While AK Steel is expected to benefit from the strength in the automotive market, we are concerned about its high cost structure, the challenging operating environment in overseas markets, softness in the construction market and weaker international electrical steel prices. Electrical steel prices remain under pressure in overseas markets given the soft operating backdrop.
Recent fall in scrap prices has further put pressure on steel pricing. We expect weak pricing to weigh on the company’s results moving ahead.
AK Steel is hamstrung by weak construction and housing sectors. The company is also exposed to macroeconomic uncertainties, stemming from the sovereign debt crisis in Europe and sluggish growth in Asia. Moreover, AK Steel has significant pension fund requirements.
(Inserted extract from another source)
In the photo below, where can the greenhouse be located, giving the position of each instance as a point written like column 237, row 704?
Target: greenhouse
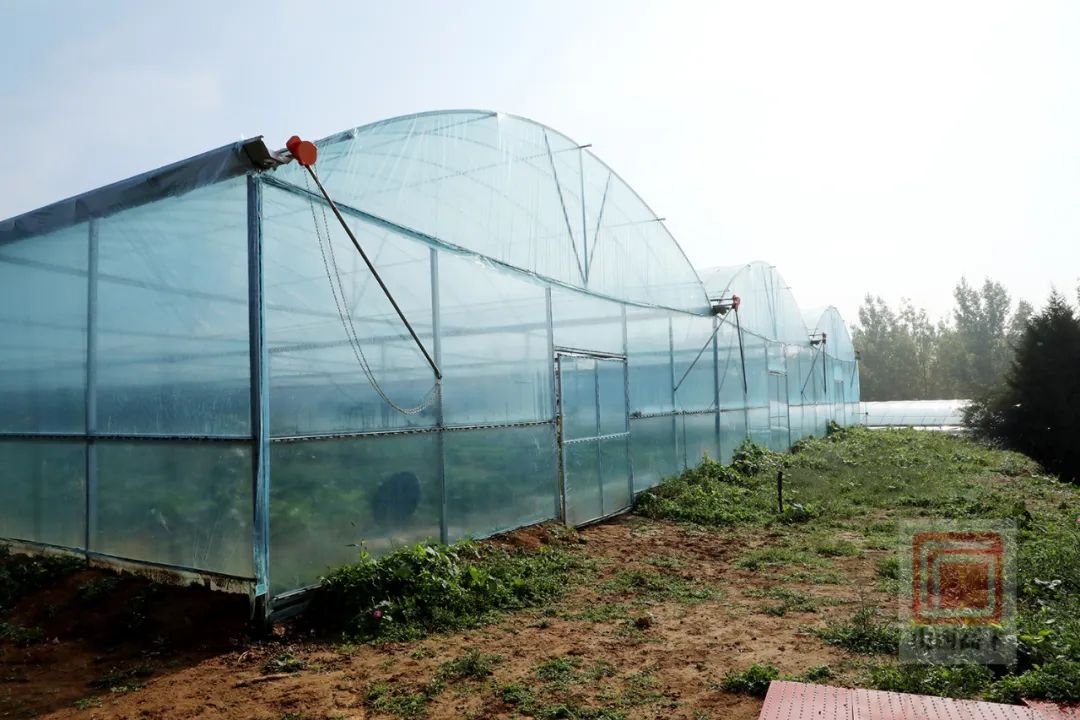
column 199, row 371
The company recently divulged its guidance for the second quarter, which fell short of the Street view. It expects to earn 4–6 cents per share in the quarter, well below last year’s earnings of 32 cents. AK Steel noted that the volatile U.S. economy and falling spot market prices may hinder its performance moving ahead.
AK Steel faces challenges from increasing domestic imports along with oversupply in the industry due to ramp up of operations by other steelmakers, which is putting pressure on prices. These factors may constrict the company’s margins in the long term.
AK Steel, which competes with Nucor Corporation (NUE), U.S. Steel Corp. (X) and Steel Dynamics Inc. (STLD), currently holds a short-term Zacks #5 Rank (Strong Sell).